Background Given low survival rates in cases of traumatic out-of-hospital cardiac arrest (OHCA), there is a need to identify factors associated with outcomes. We aimed to investigate Utstein factors associated with achieving return of spontaneous circulation (ROSC) and survival to hospital in traumatic OHCA.

Methods The Victorian Ambulance Cardiac Arrest Registry (VACAR) was used to identify cases of traumatic OHCA that received attempted resuscitation and occurred between July 2008 and June 2014. We excluded cases aged <16 years or with a mechanism of hanging or drowning.

Results Of the 660 traumatic OHCA patients who received attempted resuscitation, ROSC was achieved in 159 patients (24%) and 95 patients (14%) survived to hospital (ROSC on hospital handover).
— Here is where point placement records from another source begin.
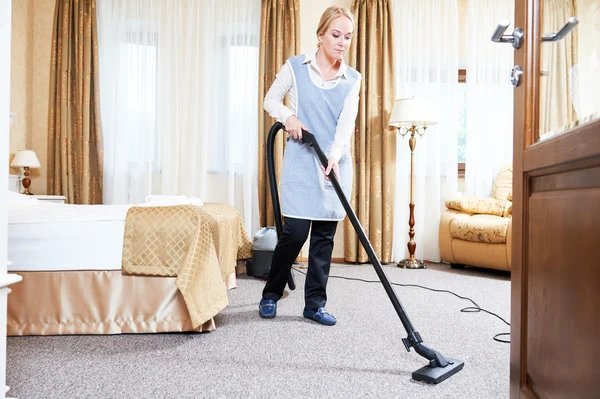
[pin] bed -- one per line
(72, 259)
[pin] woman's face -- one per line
(336, 39)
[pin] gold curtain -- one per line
(374, 145)
(74, 136)
(280, 40)
(557, 61)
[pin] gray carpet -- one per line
(290, 357)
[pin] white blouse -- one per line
(284, 83)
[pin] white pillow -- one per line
(21, 199)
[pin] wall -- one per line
(5, 89)
(30, 69)
(21, 73)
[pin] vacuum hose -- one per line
(274, 191)
(439, 367)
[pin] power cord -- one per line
(469, 309)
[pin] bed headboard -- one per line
(14, 183)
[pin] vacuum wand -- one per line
(439, 367)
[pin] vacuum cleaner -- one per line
(439, 367)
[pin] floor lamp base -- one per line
(412, 264)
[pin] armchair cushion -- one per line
(480, 228)
(479, 205)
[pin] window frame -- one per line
(462, 166)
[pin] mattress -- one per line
(44, 236)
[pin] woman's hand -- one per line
(294, 127)
(331, 165)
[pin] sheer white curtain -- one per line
(178, 95)
(427, 66)
(489, 115)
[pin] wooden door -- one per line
(555, 330)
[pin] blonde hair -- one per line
(329, 16)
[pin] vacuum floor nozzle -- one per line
(435, 375)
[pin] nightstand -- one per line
(59, 199)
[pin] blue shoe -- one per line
(320, 316)
(267, 308)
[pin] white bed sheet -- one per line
(53, 237)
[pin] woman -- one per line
(324, 94)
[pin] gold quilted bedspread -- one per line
(200, 245)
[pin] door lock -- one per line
(515, 75)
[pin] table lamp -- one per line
(26, 159)
(412, 115)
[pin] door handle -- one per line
(499, 37)
(554, 37)
(515, 75)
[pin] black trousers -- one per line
(295, 232)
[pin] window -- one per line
(235, 112)
(140, 72)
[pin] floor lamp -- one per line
(26, 159)
(412, 115)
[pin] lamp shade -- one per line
(413, 112)
(26, 158)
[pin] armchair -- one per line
(477, 231)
Factors that were positively associated with achieving ROSC in multivariable logistic regression models were age ≥65 years (adjusted OR (AOR)=1.56, 95% CI: 1.01 to 2.43) and arresting rhythm (shockable (AOR=3.65, 95% CI: 1.64 to 8.11) and pulseless electrical activity (AOR=2.15, 95% CI: 1.36 to 3.39) relative to asystole). Similarly, factors positively associated with survival to hospital were arresting rhythm (shockable (AOR=3.92, 95% CI: 1.64 to 9.41) relative to asystole), and the mechanism of injury (falls (AOR=2.16, 95% CI: 1.03 to 4.54) relative to motor vehicle collisions), while trauma type (penetrating (AOR=0.27, 95% CI: 0.08 to 0.91) relative to blunt trauma) and event region (rural (AOR=0.39, 95% CI: 0.19 to 0.80) relative to urban) were negatively associated with survival to hospital.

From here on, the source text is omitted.